Prions are infectious particles believed to be composed entirely of protein. They propagate disease by inducing normal prion proteins found in the brain to misfold, causing severe brain damage and disease. Such diseases include Bovine Spongiform Encephalopathy (BSE or mad cow disease), Scrapie, and Creutzfeldt Jakob disease (CJD). Researchers have not yet proven the mechanism by which prions operate. Hypotheses have been put forward to explain the ability of prions to induce the pathological conformation change, including the "protein-only hypothesis." It theorizes that the proteins in the abnormal prion state have the ability to convert normal prions into the abnormal conformation without the need for a nucleic acid sequence. This was a ground breaking idea because it challenged the central dogma that nucleic acids are the only biological molecules that can store and replicate genetic information.

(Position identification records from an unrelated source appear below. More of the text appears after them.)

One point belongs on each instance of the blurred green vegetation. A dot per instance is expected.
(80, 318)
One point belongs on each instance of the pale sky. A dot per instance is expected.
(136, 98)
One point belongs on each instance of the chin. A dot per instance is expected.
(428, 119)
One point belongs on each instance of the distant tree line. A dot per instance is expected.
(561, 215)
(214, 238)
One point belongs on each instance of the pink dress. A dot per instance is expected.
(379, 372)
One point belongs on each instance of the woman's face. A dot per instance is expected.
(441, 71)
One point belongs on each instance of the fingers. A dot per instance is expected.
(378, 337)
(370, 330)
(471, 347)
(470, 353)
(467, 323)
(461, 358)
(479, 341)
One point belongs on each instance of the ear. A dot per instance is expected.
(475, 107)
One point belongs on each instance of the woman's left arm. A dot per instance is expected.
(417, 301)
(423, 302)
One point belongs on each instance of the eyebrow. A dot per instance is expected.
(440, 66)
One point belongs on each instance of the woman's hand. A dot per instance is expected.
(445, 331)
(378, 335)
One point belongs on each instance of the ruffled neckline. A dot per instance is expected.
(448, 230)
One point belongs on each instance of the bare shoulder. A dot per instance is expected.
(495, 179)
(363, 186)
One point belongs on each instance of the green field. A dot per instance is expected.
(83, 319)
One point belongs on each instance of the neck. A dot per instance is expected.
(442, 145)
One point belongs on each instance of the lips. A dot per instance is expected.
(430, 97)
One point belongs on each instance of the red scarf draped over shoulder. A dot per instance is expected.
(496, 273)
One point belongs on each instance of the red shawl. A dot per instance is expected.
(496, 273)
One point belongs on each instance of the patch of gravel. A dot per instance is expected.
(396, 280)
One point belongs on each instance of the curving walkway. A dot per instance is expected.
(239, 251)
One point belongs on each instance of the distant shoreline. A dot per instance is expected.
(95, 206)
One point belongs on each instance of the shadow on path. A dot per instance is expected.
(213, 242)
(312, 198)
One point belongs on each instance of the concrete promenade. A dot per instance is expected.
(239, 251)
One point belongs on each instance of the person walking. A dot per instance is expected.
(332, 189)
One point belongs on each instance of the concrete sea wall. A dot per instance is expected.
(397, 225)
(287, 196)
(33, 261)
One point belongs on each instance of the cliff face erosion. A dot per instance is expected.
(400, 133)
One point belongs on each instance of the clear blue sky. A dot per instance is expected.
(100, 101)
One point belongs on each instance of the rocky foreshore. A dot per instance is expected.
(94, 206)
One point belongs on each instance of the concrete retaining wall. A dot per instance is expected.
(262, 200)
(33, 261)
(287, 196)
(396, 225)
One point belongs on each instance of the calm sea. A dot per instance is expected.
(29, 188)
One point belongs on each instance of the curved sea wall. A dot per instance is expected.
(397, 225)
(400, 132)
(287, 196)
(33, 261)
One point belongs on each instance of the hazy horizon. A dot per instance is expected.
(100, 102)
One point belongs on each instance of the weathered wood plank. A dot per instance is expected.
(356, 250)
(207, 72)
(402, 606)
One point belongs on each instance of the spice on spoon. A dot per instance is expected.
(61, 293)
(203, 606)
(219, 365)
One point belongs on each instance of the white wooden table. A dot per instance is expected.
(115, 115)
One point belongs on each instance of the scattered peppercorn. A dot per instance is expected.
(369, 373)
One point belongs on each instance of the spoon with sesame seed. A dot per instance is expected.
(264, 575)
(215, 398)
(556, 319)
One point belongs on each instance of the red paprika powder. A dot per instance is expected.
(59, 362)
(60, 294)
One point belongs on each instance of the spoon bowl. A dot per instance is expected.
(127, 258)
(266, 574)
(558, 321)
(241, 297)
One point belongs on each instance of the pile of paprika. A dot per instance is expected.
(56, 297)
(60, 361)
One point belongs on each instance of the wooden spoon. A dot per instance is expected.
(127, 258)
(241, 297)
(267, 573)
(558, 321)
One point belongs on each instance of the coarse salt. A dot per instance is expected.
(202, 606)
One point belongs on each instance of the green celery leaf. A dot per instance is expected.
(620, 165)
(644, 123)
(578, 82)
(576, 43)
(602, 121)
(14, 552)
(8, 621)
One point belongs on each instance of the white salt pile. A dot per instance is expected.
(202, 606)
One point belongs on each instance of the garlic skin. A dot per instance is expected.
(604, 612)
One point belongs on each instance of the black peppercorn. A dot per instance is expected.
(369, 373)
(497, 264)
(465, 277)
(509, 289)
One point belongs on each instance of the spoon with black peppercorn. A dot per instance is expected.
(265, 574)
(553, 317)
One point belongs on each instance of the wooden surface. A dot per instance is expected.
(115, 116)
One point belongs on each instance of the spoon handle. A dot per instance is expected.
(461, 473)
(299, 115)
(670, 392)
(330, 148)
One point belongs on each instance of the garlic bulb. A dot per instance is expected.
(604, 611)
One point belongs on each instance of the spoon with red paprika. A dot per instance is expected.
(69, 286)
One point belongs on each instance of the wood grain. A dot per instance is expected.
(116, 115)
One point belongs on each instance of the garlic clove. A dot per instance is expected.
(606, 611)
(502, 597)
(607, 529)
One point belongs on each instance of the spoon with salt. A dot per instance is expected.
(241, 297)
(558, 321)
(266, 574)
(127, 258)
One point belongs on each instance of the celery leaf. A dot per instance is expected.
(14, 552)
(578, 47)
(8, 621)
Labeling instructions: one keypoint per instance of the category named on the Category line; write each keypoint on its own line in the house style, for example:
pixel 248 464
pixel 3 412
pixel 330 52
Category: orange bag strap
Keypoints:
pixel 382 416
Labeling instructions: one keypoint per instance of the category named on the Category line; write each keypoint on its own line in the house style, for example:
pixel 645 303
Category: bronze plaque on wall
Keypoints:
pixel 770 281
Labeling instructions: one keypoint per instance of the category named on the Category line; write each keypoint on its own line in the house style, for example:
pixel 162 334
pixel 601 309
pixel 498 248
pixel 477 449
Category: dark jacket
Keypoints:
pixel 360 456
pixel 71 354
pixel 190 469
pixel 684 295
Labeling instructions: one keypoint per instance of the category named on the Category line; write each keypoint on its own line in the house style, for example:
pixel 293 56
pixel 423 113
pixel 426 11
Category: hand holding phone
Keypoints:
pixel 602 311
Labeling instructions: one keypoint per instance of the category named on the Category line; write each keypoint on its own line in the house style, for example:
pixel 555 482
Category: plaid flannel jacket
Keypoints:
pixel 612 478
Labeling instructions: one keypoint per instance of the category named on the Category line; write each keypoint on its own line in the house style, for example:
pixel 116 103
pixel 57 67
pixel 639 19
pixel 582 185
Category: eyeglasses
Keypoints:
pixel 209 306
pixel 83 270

Normal cellular prion proteins, noted as PrPC, function in the brain on the surface of nerve cells. Although their exact purpose is not known, prions have been reported to maintain long-term memory, cell to cell adhesion, and cell communication. Abnormal prions, denoted as PrPSc, transform PrPC in a complex manner still not fully understood. However, it is known that PrPSc is highly infectious; in principle, only a few copies of the molecule could convert a substantial fraction of the PrPC in an organism.

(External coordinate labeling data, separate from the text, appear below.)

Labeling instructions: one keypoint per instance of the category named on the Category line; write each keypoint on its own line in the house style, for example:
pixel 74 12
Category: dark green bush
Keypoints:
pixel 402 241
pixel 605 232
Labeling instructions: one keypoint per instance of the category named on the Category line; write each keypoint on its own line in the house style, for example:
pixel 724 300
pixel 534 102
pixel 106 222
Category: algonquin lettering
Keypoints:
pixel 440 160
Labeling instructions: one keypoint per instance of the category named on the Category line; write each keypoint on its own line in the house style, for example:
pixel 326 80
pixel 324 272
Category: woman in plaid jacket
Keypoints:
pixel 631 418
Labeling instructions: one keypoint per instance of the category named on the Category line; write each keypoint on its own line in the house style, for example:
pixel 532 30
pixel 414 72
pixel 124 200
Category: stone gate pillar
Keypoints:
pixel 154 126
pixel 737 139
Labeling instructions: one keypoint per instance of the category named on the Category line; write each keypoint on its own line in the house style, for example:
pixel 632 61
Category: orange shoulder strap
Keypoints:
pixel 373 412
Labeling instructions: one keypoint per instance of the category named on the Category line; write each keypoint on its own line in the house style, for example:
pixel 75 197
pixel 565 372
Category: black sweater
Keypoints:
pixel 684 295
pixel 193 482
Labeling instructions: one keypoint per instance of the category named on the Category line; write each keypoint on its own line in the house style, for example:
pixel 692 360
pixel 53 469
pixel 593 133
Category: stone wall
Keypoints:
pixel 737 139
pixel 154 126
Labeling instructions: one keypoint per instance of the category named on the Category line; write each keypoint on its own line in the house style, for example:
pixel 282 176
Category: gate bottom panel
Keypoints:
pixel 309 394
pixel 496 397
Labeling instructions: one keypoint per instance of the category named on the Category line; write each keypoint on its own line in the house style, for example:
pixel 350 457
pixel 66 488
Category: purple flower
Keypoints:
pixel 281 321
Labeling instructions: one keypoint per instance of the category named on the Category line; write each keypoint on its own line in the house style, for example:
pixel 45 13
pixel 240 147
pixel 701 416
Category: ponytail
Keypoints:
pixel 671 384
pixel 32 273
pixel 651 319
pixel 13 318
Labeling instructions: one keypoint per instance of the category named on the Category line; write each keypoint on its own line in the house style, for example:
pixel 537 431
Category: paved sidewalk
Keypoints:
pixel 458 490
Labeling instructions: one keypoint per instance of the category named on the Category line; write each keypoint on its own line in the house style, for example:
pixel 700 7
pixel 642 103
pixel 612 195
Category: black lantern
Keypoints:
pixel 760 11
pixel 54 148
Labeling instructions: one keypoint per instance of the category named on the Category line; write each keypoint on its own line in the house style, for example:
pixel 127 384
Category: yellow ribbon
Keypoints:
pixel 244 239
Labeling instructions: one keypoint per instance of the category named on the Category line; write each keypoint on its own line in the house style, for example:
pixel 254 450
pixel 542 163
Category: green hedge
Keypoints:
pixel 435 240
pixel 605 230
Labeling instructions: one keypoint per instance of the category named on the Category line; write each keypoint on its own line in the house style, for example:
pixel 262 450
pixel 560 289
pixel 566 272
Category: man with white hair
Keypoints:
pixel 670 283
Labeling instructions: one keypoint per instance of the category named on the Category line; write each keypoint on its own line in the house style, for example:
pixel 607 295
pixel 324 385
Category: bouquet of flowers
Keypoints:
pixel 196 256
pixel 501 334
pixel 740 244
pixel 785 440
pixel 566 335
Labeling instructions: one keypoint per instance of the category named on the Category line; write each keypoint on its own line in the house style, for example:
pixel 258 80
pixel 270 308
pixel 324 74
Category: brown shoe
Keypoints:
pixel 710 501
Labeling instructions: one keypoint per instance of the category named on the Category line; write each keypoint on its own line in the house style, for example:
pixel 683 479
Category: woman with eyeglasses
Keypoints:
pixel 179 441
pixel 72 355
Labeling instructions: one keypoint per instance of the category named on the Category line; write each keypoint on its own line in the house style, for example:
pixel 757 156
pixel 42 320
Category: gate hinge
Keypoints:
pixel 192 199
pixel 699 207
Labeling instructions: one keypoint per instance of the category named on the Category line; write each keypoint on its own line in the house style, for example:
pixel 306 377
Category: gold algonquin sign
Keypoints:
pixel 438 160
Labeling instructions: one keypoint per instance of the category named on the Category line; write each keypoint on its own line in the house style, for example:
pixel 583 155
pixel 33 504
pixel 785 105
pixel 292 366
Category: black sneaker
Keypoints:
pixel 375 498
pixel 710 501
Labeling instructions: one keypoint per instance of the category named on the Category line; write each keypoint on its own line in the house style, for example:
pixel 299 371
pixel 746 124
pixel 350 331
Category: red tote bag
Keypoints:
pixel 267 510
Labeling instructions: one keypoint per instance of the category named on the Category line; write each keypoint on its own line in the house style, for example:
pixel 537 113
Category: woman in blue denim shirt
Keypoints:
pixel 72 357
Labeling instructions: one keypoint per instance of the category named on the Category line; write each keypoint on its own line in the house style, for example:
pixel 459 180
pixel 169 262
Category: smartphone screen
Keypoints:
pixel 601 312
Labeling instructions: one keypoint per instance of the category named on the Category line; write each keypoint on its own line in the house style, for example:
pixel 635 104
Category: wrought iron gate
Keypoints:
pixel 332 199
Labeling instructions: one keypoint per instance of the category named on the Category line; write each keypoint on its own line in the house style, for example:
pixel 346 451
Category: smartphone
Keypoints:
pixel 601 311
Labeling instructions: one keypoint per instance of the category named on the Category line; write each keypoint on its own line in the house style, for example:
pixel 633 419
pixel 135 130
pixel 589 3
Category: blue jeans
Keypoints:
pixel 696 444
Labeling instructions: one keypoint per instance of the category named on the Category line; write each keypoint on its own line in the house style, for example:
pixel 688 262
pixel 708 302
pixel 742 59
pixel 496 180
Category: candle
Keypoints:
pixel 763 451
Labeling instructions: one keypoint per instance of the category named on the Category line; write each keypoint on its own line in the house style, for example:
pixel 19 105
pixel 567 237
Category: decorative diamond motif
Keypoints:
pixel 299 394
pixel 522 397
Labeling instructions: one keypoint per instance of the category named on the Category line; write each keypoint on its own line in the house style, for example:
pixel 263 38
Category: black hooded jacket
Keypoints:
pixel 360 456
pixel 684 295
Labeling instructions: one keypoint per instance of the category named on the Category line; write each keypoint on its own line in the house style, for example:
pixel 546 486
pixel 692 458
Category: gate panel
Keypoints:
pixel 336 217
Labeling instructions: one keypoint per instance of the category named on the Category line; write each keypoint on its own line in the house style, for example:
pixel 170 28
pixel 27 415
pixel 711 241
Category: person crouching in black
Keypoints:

PrPC is a monomeric protein that is mostly α-helical and protease sensitive. The structure of human PrPC contains residues 23-230 with a highly disordered N-terminus (23-124) and a globular C-terminal domain consisting of three α-helices (144-154, 173-194, and 200-228) and two β-sheets (128-131 and 161-164). The sites most interesting on the protein are the highly disordered loop at residues 167-171 (colored cyan in fig. 1) and the region of helix 3 (colored blue in fig. 1) in acidic conditions. Moreover, structural studies have discovered that at physiological pH (around 6.5-7.8), octapeptide repeats (OPRs) located in the N-terminus are highly ordered. These OPRs, found in residues 61-90, encompass the amino acid sequence PHGGGWGQ and are highly conserved among mammalian prion proteins. Structural data suggest that pH-dependent aggregation is due to homo-oligomeric interactions between the four OPRs. This type of aggregation occurs naturally in neuron cells and promotes the concentration of PrPC at the presynaptic membrane surface of neurons, stimulating PrPC endocytosis into vesicles. Additionally, the OPRs possibly serve as a site for cell adhesion between axons and dendrites, contributing to neuronal cell communication.

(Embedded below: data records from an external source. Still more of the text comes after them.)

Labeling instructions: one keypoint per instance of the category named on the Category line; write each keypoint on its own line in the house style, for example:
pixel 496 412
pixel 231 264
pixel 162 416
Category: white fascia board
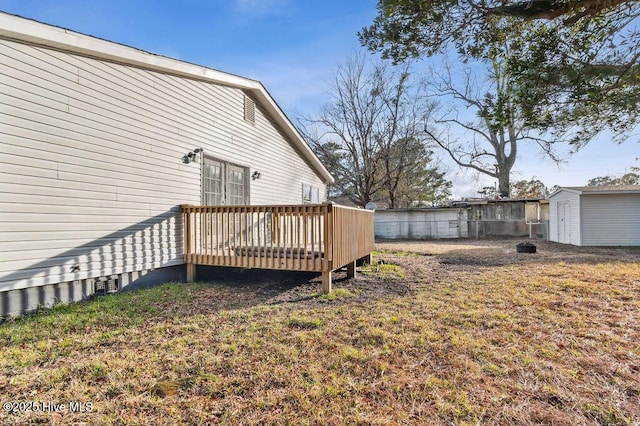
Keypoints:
pixel 27 30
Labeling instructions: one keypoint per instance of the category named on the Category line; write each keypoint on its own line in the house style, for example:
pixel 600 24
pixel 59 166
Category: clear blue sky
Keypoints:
pixel 293 47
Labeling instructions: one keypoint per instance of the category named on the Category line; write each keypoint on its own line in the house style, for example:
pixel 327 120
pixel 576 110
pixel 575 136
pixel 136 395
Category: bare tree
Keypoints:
pixel 488 142
pixel 358 134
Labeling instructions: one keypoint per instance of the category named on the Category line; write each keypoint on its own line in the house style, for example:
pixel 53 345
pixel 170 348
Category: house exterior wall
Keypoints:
pixel 572 234
pixel 91 176
pixel 420 223
pixel 611 220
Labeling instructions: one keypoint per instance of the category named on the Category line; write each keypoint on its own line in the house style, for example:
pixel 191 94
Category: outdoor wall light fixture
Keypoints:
pixel 191 156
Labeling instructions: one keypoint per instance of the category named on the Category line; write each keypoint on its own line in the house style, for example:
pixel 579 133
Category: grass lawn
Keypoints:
pixel 440 334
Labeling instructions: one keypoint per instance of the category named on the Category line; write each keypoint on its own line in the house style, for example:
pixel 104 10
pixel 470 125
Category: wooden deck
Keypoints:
pixel 317 238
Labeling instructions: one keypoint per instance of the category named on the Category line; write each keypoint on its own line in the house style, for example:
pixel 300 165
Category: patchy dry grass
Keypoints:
pixel 479 337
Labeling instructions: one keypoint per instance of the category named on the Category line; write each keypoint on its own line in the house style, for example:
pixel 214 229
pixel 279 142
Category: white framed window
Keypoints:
pixel 224 183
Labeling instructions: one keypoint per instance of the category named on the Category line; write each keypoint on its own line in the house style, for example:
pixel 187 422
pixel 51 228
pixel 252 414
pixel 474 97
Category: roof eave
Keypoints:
pixel 28 30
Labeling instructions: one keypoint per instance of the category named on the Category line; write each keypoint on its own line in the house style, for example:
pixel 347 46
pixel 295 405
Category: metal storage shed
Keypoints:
pixel 595 215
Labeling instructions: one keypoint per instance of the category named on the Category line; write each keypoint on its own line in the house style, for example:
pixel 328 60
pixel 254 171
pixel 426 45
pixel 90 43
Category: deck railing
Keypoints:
pixel 318 237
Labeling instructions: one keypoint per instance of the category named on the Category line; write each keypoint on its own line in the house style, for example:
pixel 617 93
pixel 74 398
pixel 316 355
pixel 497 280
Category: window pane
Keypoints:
pixel 213 183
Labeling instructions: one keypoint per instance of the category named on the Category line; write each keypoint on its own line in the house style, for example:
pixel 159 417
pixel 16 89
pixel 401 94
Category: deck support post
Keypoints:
pixel 326 282
pixel 351 269
pixel 191 272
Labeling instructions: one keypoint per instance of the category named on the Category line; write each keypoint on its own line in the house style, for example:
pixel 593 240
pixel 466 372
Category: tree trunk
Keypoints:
pixel 503 182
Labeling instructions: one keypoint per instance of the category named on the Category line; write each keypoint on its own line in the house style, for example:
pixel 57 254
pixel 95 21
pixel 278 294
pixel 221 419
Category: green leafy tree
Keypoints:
pixel 575 63
pixel 529 189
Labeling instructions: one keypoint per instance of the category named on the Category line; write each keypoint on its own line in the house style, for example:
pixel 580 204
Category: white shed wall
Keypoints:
pixel 611 220
pixel 573 229
pixel 90 163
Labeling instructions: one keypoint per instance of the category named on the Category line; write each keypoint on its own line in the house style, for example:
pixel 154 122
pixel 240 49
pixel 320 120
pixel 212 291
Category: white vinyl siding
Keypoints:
pixel 90 163
pixel 611 220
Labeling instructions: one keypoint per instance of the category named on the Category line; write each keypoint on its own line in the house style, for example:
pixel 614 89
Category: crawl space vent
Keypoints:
pixel 105 285
pixel 249 110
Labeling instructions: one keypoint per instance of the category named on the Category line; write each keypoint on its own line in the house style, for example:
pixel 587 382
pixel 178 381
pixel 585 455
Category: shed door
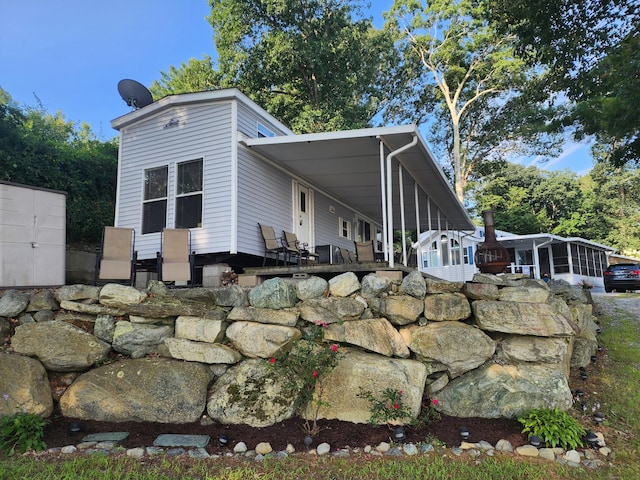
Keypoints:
pixel 304 214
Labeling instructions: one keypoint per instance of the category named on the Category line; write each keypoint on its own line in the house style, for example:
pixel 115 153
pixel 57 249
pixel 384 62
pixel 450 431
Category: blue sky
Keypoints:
pixel 72 53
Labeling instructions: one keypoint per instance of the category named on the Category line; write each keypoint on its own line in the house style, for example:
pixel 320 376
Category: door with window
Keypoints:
pixel 303 214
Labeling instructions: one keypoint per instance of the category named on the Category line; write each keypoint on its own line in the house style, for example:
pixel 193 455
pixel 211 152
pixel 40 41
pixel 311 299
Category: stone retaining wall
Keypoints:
pixel 492 348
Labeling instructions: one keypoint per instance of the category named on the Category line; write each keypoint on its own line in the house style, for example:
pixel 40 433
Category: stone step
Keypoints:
pixel 178 440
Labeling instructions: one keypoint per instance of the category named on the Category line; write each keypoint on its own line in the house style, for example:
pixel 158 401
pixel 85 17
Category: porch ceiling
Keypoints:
pixel 346 165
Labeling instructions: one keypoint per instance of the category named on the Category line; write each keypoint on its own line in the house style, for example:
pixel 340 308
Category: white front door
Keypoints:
pixel 303 214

While structural studies using NMR gave additional insight into the structure of PrPC, it has not been possible to obtain the complete structure of PrPSc. PrPSc is known to have a higher concentration of beta sheets compared to PrPC (45% compared to 3%), thereby contributing to its fibrous conformation. Fig. 2 shows fibrils of a fungus HET-s prion domain, whose β-solenoid fold has been proposed for the structure of PrPSc. Characterizing PrPSc structurally has been challenging, due to the difficulty in studying it through NMR or X-ray crystallography methods.